The bill was introduced by Democrat Chris Van Hollen and Republican Senator John Kennedy, who said that “China has to play by the rules”. The law would require all foreign companies to follow US standards, such as to prove they are not under the control of a foreign government.
“Publicly listed companies should all be held to the same standards, and this bill makes common sense changes to level the playing field and give investors the transparency they need to make informed decisions”, Van Hollen said.
After it was approved by unanimous consent, the bill now has to be passed by the House of Representatives before being signed into law by president Donald Trump.
Shares in some of the biggest US-listed Chinese firms, including Baidu and Alibaba, slid on Thursday in New York while the broader market gained.
The move is the latest in the US-China tensions that increased amid the coronavirus pandemic.
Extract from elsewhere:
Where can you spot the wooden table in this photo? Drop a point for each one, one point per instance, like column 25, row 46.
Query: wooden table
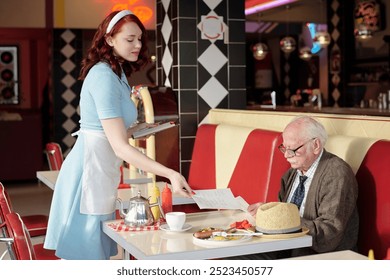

Earlier, Trump said he has proof suggesting the coronavirus originated in the Wuhan Institute of Virology, which China has repeatedly denied. Trump also threatened to freeze US funding to the World Health Organisation, which he blamed of being “China-centric”.
According to sources close to the US intelligence community, the WHO was aware of the potential for a pandemic emanating from China as early as in September of last year.
A CIA report found that China tried to prevent the WHO from sounding the alarm on the outbreak in January, when it was stockpiling medical supplies from around the world.